Reputation: 115
I am following Tom Hope's book to learn Tensorflow and I arrived upon this Logistic Regression Example:
import tensorflow as tf
import numpy as np
N = 20000
def sigmoid(x):
return 1 / (1 + np.exp(-x))
# === Create data and simulate results =====
x_data = np.random.randn(N,3)
w_real = [0.3,0.5,0.1]
b_real = -0.2
wxb = np.matmul(w_real,x_data.T) + b_real
y_data_pre_noise = sigmoid(wxb)
y_data = np.random.binomial(1,y_data_pre_noise)
NUM_STEPS = 50
g1 = tf.Graph()
wb_ = []
with g1.as_default():
x = tf.placeholder(tf.float32,shape=[None,3])
y_true = tf.placeholder(tf.float32,shape=None)
with tf.name_scope('inference') as scope:
w = tf.Variable([[0,0,0]],dtype=tf.float32,name='weights')
b = tf.Variable(0,dtype=tf.float32,name='bias')
y_pred = tf.matmul(w,tf.transpose(x)) + b
with tf.name_scope('loss') as scope:
loss = tf.reduce_mean(tf.nn.sigmoid_cross_entropy_with_logits(labels=y_true,logits=y_pred))
with tf.name_scope('train') as scope:
learning_rate = 0.5
optimizer = tf.train.GradientDescentOptimizer(learning_rate)
train = optimizer.minimize(loss)
# Before starting, initialize the variables.

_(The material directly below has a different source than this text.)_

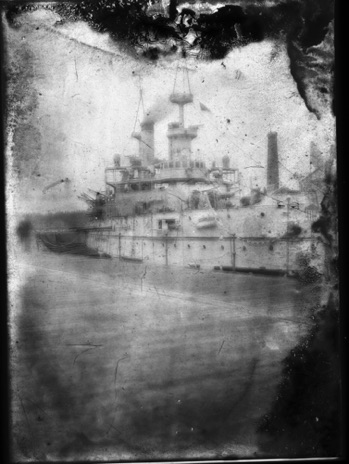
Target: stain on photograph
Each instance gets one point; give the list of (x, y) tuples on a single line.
[(171, 204)]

We will 'run' this first.
init = tf.global_variables_initializer()
with tf.Session() as sess:
sess.run(init)
for step in range(NUM_STEPS):
sess.run(train,{x: x_data, y_true: y_data})
if (step % 5 == 0):
print(step, sess.run([w,b]))
wb_.append(sess.run([w,b]))
print(50, sess.run([w,b]))
The example runs as described in the book, however, there is one thing I do not understand, why has the author not used tf.sigmoid()
for the inference?
with tf.name_scope('inference') as scope:
w = tf.Variable([[0,0,0]],dtype=tf.float32,name='weights')
b = tf.Variable(0,dtype=tf.float32,name='bias')
***y_pred = tf.sigmoid(tf.matmul(w,tf.transpose(x)) + b)***
Is there something obvious that I have overlooked? Also the results look largely similar with and without the said modification.
Upvotes: 2
Views: 149
Reputation: 53758
Because the loss function tf.nn.sigmoid_cross_entropy_with_logits
is applying the sigmoid itself. Doing it twice in training will skew the prediction towards the center: the network will not be able to output a value close to 0
or 1
. This question is an example of this network.
If one is interested in probability inference, they can add a separate op, e.g.:
y_proba = tf.sigmoid(y_pred)
... but still use the raw y_pred
in training (and y_proba
in test time).
Upvotes: 1